貸金業者に払いすぎたお金を取り戻す「過払い金返還請求」

過払い金返還請求について

現在、弁護士事務所や司法書士事務所による大量の宣伝が、電車内の広告や、テレビCMなどで目立ちます。

これは、過払い金返還請求をビジネスととらえている弁護士等が多いことを表しています。

従来、弁護士や司法書士は、宣伝や広告広告とは無縁でした。これは、事件の掘り起こしなどを防ぐためのもので、そもそも宣伝や広告にはなじまない業務であると思われていたためです。 しかし、最近になって、自由競争を促し、費用の適正化にもつながるということで、宣伝が自由化されたのです。これによって、広告が目立ちはじめるようになりました。※最近、日弁連により、債務整理事件処理に関する規律を定める規定として、広告や報酬の上限などについて規定が定められました。広告については、広告への自己の報酬基準表示努力義務や、過払い請求のみを業務として行うことの禁止などが規定されしまた。
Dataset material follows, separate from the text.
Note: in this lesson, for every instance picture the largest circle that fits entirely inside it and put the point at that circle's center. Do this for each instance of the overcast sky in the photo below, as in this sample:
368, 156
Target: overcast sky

過払い金は、債務整理の手続きにおいて重要な役割を果たします。司法書士や弁護士に支払う費用がないから自己破産ができないという場合に、過払い金があったために、負担がなく破産ができたというようなこともよくあります。また、過払い金を返済に充てることで、劇的に債務総額が減少することもよくあります。
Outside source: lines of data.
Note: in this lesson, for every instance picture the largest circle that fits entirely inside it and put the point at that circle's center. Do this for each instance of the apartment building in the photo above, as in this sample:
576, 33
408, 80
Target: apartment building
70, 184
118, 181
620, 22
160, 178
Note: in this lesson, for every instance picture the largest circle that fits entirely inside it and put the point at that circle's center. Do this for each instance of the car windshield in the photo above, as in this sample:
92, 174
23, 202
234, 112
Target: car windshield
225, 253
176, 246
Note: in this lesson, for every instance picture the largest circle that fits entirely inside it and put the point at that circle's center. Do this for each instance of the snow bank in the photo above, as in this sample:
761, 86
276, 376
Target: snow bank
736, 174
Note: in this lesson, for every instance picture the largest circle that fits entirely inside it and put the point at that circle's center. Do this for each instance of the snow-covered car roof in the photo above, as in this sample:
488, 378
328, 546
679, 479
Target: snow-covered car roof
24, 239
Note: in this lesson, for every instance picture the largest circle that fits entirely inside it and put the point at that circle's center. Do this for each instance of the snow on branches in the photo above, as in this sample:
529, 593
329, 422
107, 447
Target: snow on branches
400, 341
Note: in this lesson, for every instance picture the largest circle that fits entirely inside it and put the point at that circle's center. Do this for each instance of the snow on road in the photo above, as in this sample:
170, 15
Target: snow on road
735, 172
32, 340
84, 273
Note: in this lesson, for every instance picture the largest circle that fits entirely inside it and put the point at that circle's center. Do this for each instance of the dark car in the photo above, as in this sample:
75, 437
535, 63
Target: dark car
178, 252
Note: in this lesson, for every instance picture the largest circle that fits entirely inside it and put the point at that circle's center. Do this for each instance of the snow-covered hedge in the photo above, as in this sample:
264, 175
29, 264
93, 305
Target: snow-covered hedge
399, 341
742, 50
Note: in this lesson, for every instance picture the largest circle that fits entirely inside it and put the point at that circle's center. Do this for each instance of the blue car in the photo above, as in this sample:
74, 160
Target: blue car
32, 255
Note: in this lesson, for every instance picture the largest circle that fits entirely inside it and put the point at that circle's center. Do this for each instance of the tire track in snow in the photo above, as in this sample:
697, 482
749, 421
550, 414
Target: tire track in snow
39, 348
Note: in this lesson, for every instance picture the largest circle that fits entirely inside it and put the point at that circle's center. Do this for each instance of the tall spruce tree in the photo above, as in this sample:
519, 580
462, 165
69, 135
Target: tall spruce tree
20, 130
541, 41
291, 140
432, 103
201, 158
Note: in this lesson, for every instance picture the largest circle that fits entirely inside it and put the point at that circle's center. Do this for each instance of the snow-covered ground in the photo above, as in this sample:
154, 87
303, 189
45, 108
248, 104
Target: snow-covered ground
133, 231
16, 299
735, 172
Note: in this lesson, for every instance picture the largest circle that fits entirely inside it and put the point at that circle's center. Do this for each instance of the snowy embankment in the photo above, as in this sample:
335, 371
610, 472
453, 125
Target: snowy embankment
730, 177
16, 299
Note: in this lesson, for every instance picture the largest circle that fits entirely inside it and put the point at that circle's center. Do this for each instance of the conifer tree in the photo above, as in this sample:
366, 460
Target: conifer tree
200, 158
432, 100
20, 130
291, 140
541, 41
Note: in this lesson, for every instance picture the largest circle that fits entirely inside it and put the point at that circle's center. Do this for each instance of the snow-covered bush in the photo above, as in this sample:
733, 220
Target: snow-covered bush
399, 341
このように、本来、多重債務の解決のために進められてきた過払い金の返還の手続きの技術であったのですが、最近は、金融会社に対して債務を完済して、もう債務がない人に「もしかしたらお金が戻るかも」などと喧伝することが横行しています。

これによって、過払い金を払い切れずに倒産する金融会社も出てきており、本来であれば戻るはずの過払い金が、戻るべき人に戻っていないようなケースも増えています。


【過払い請求関連ブログ】

おすすめの大阪での過払い解決法
過払い返還を請求するときのおすすめの解決法をコラム形式でお送りします。

大阪で過払いしたときは
泣き寝入りしないために、過払い金が発生した時の対処法を多くの人から話を聞きました。

利息制限法による引き直し計算とは

利息制限法には、金利の上限の規定がされています。元本の額が10万円未満の場合には20%、10万円以上100万円未満の場合には18%、100万円以上の場合には15%が年利の上限です。貸金の契約に適用されるので、信販の場合のリボ払いには適用がありませんが、取引相手が貸金業者でも信販会社でも、キャッシングの契約には適用があります。

そして、引き直し計算というのは、上記金利を超えて支払った場合の超過部分につき、元金に充当するという計算を繰り返すものです。この充当計算を繰り返すことにより、長期間の取引の場合、元金が完済となります。完済後にも返済を継続していたら、それは払い過ぎとなりますので、過払い金として返還請求ができることとなります。

では、取引が途中で中断している場合の計算方法はどうなるでしょうか。この点については、最高裁の判例があります。最高裁平成20年1月18日判決では、基本契約が2つ存在する場合には、原則として第1の取引で発生した過払い金は第2の取引での借入金には充当できず、例外的に、特別な事情がある場合にのみ、一連計算が認められるというように判示しています。その特別な事情とは、たとえば第1の取引の際に使用していたカードが完済時に失効の手続きが取られておらず、第2の取引にも使用されていたような事情です。しかし、総合的に判断されるため、裁判官によっても異なった結論となる場合もあります。

過払い金の訴訟を自分でやってみようという方もおられるとは思いますが、場合によっては、このように判例の知識が不可欠となるようなケースもありますので、注意が必要でしょう。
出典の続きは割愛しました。